From 2009, you may recall the English case of the landowner who obtained planning permission in March 2000 to erect what was described as a hay barn. One of the conditions attached to the permission was that the building could only be used for the storage of hay, straw or other agricultural products. Despite the external appearance of the building as a barn, it was in fact fitted out like a normal dwelling house. The landowner accepted that he had deliberately deceived the Council when he applied for planning permission for the barn, confessing that he had always intended that it should be a dwelling. However, he claimed that the building had been used as a house for more than four years and therefore could not be subject to enforcement proceedings in terms of the Town and Country Planning Act 1990.
The Court of Appeal held that, although decent law-abiding citizens would find the unanimous ruling “incomprehensible”, on the basis of legal arguments the appeal had to be allowed and so the landowner was allowed to remain in the house.

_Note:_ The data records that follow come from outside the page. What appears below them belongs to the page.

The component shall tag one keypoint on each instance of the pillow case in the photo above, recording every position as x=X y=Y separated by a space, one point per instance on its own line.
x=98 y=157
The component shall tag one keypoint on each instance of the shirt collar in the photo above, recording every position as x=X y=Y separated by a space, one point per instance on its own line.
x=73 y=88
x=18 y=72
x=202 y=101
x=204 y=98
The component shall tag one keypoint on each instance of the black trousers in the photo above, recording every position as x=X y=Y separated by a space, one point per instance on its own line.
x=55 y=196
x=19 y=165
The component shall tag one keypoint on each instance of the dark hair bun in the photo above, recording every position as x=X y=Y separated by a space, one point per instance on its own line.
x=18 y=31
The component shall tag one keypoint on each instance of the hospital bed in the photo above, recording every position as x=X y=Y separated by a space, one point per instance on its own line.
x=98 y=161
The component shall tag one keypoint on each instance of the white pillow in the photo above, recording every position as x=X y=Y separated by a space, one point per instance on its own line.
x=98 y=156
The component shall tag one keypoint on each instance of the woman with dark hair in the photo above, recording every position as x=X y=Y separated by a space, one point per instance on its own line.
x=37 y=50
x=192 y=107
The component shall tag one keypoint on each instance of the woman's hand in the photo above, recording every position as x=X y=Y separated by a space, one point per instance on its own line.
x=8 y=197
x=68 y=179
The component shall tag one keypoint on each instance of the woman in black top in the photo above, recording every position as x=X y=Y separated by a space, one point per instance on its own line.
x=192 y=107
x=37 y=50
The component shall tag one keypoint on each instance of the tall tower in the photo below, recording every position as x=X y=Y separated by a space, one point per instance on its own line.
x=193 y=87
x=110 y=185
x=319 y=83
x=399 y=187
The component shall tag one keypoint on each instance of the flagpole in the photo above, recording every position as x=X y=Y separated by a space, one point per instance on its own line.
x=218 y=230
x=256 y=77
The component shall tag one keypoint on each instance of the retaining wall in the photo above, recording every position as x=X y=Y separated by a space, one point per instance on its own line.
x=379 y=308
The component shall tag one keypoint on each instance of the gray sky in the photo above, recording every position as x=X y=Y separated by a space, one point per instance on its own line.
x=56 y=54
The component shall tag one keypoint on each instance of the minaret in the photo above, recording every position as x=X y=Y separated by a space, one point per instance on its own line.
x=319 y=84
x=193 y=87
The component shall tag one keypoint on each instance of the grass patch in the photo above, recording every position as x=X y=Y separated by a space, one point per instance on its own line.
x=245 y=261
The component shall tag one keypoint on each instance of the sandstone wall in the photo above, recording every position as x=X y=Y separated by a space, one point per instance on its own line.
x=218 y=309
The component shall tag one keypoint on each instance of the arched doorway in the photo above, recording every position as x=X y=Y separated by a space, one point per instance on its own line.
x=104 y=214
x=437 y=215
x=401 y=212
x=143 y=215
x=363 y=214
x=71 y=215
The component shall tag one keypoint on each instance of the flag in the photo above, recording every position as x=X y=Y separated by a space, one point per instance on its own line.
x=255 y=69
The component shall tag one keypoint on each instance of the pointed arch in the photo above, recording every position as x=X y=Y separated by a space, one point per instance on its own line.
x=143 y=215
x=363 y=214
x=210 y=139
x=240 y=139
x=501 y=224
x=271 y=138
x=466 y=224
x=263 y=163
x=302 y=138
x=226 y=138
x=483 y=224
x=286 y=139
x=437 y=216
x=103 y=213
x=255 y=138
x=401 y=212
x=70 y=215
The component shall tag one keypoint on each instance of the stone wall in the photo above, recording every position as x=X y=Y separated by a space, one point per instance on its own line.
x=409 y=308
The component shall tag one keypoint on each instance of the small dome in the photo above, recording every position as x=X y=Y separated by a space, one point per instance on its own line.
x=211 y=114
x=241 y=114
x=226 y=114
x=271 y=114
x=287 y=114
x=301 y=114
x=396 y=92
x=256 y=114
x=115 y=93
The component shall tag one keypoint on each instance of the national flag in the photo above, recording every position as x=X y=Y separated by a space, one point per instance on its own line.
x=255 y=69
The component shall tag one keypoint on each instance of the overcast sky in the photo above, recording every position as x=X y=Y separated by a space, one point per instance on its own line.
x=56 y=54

It is interesting to compare that case with a more recent English one in which a landowner, Mr Fidler, built a house without obtaining planning permission and concealed the building behind bales of straw covered with a tarpaulin. Mr Fidler argued that the house had been substantially completed in June 2002. The new house was revealed when the straw bales and tarpaulin were eventually removed in July 2006. Within a year of the bales being removed, the planning authority issued an enforcement notice requiring Mr Fidler to demolish the house. Mr Fidler claimed he was immune from the planning enforcement notice because more than four years had passed since the building operations were substantially completed. The issue in question was at what point the building operations to the new dwelling house had been substantially completed. On the evidence, it was held that the building operations were not substantially completed until the removal of the tarpaulin and straw bales in July 2006, as they were no doubt put there for the purpose of concealing the dwelling house while under construction and were fundamentally related to the construction of the dwelling.
The 2009 decision, based on the law as it stood, must be correct. It may seem surprising that a person who deliberately deceives the planning authority can benefit from the deception and take advantage of the time limits for enforcement in the legislation, but that is what the law allowed. The case of Fidler, on the other hand, while reaching the “morally correct” decision, has made it clear that materials used to cover a house must be removed before the house can be said to be “substantially completed”. It is therefore clear that the erection and removal of straw can be included in “operations” which arguably stretches the definition as set out in section 55 of the Town and Country Planning Act 1990 Act. Thus, while this judgment may deter others from trying a similar deception, it may have more far-reaching effects than the courts had anticipated. The cases are also of potential relevance in Scotland: why should "operations" as used in section 26 of the Town and Country Planning (Scotland) Act 1997 be interpreted any differently than in England and Wales?
Nonetheless, the cases raise the question of whether the English legislation should be amended to cater for these situations by inserting a provision relating to deliberate deception or extending the time limits for enforcement action to be taken.